2. Choose Your Programming Language and Client Library

Select a language with a mature Prometheus client library. Go is recommended as it offers:

  • Official Prometheus client support (prometheus/client_golang)
  • Native HTTP server capabilities with net/http
  • Strong concurrency primitives for efficient scraping

Alternatively, Python’s prometheus_client or Node.js libraries are available for teams with different language preferences.

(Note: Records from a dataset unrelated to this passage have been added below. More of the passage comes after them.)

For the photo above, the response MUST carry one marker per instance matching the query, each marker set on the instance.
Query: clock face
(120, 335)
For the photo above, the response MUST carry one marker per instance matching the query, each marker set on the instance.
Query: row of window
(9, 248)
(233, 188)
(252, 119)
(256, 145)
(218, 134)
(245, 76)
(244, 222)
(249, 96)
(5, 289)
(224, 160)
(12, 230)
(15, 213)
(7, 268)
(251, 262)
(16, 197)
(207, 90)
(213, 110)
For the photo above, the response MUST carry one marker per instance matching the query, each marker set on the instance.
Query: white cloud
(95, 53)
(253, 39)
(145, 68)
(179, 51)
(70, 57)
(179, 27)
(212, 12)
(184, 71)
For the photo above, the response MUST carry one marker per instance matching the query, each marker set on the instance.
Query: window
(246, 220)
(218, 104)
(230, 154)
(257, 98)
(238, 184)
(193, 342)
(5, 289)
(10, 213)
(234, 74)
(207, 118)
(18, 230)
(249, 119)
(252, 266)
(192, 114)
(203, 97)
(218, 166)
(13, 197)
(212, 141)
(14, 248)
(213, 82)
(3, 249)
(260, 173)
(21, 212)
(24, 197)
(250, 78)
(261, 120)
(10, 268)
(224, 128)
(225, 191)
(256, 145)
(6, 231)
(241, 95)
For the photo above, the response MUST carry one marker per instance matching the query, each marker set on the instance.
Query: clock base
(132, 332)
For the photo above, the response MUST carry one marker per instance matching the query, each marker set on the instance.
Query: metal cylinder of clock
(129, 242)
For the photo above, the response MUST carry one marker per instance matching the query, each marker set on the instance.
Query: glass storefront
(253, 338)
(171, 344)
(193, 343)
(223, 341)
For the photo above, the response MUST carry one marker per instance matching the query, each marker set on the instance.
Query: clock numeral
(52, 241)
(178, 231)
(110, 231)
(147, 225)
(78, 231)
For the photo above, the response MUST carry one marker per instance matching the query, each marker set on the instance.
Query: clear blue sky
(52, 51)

3. Implement Data Collection Logic

This is the core of your exporter. Connect to your legacy system through the appropriate interface:

  • Database Queries: Use SQL to extract counters or state variables.
  • Log Parsing: Tail and parse logs, transforming key events into metrics.
  • SNMP Polling: Use SNMP libraries to query device metrics.
  • Custom APIs or Protocols: Handle bespoke protocols with custom parsers.

Ensure this logic is efficient and handles failures gracefully. Cache data if necessary to reduce load on legacy systems.

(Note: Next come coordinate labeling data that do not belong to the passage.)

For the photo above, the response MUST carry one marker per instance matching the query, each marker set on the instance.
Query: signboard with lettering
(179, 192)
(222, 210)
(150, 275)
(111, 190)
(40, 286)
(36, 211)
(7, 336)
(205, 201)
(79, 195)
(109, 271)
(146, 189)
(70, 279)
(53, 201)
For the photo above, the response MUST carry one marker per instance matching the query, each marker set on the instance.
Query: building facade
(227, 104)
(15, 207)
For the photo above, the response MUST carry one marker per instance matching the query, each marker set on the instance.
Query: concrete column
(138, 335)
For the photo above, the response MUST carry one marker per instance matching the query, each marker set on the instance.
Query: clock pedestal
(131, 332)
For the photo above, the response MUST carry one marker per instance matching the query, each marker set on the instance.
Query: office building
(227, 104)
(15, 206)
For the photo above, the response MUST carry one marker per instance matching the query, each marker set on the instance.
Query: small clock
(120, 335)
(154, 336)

4. Expose Metrics via HTTP Endpoint

Use the client library to define metrics and register them. Implement an HTTP server exposing the /metrics endpoint, returning metrics in Prometheus text exposition format.

Example in Go:

http.Handle("/metrics", promhttp.Handler())
log.Fatal(http.ListenAndServe(":9100", nil))
5. Add Labels and Metadata

Use labels to differentiate dimensions such as host, service, or instance. This enriches your metrics and enables more granular querying in Prometheus.

6. Handle Concurrency and Efficient Scraping

Ensure your exporter can serve concurrent scrape requests without blocking. Use mutexes or atomic operations to avoid race conditions when updating metrics.

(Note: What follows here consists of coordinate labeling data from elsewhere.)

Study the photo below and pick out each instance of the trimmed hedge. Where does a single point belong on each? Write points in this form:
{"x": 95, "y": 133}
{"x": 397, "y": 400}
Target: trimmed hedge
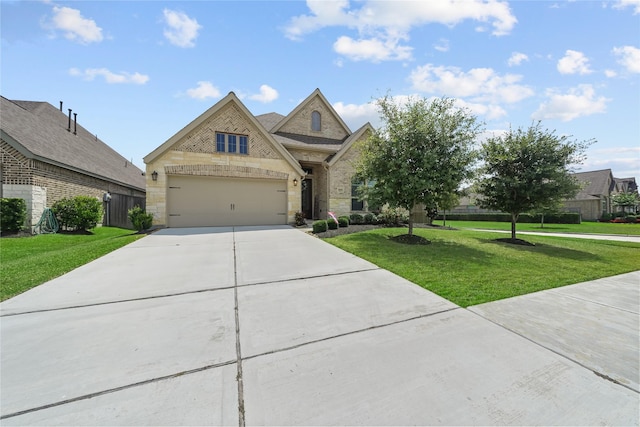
{"x": 561, "y": 218}
{"x": 320, "y": 226}
{"x": 13, "y": 214}
{"x": 356, "y": 219}
{"x": 78, "y": 213}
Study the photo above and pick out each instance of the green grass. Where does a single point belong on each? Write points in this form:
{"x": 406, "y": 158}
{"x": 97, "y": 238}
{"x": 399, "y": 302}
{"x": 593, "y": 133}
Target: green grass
{"x": 27, "y": 262}
{"x": 585, "y": 227}
{"x": 470, "y": 267}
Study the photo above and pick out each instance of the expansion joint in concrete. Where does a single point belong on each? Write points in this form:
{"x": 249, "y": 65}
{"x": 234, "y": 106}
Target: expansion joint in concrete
{"x": 241, "y": 418}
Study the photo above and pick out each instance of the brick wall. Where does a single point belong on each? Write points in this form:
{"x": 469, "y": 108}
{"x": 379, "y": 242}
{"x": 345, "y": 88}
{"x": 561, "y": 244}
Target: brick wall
{"x": 301, "y": 123}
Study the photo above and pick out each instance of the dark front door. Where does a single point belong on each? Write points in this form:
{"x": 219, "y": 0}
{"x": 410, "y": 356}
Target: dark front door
{"x": 307, "y": 199}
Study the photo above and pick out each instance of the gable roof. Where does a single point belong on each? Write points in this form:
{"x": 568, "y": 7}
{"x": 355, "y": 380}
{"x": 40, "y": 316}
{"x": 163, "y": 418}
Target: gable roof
{"x": 349, "y": 142}
{"x": 38, "y": 130}
{"x": 596, "y": 183}
{"x": 303, "y": 104}
{"x": 218, "y": 106}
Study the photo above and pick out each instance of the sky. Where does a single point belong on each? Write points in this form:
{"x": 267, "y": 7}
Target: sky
{"x": 137, "y": 72}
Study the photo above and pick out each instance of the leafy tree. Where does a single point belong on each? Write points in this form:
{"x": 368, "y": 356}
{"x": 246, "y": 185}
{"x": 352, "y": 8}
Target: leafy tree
{"x": 625, "y": 200}
{"x": 420, "y": 155}
{"x": 526, "y": 170}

7. Test and Validate Metrics

Before deploying, validate the metrics output with tools like promtool and verify scraping behavior in Prometheus. Monitor for correctness and performance under load.

Best Practices for Production-Ready Exporters

  • Graceful Error Handling: Exporters should never crash on data collection errors; instead, log and continue.
  • Metric Naming Conventions: Follow Prometheus guidelines to ensure consistency and avoid collisions.
  • Resource Efficiency: Limit CPU and memory usage to avoid impacting legacy systems.
  • Security: Restrict access to the /metrics endpoint if sensitive data is exposed.
  • Documentation: Provide clear README and usage instructions for your exporter.

Integrating Custom Exporters into Prometheus Monitoring Stack

Once your exporter is ready and deployed, add it to your Prometheus scrape configuration:

scrape_configs:
  - job_name: 'legacy-system'
    static_configs:
      - targets: ['legacy-exporter-host:9100']

Use Prometheus’ powerful querying language (PromQL) to create alerts and dashboards based on the newly exposed metrics. This integration brings legacy systems visibility into your modern monitoring and alerting workflows.

Conclusion

Building custom metrics exporters for Prometheus is a powerful technique to unlock observability for legacy systems that don’t natively support modern monitoring protocols. By carefully designing your exporter, leveraging appropriate client libraries, and following best practices, you can create scalable, reliable bridges between outdated technology and contemporary monitoring infrastructures.

This not only enhances operational awareness but also future-proofs your monitoring strategy as your infrastructure evolves. Start building your custom exporters today and transform your legacy systems into fully observable components of your DevOps ecosystem.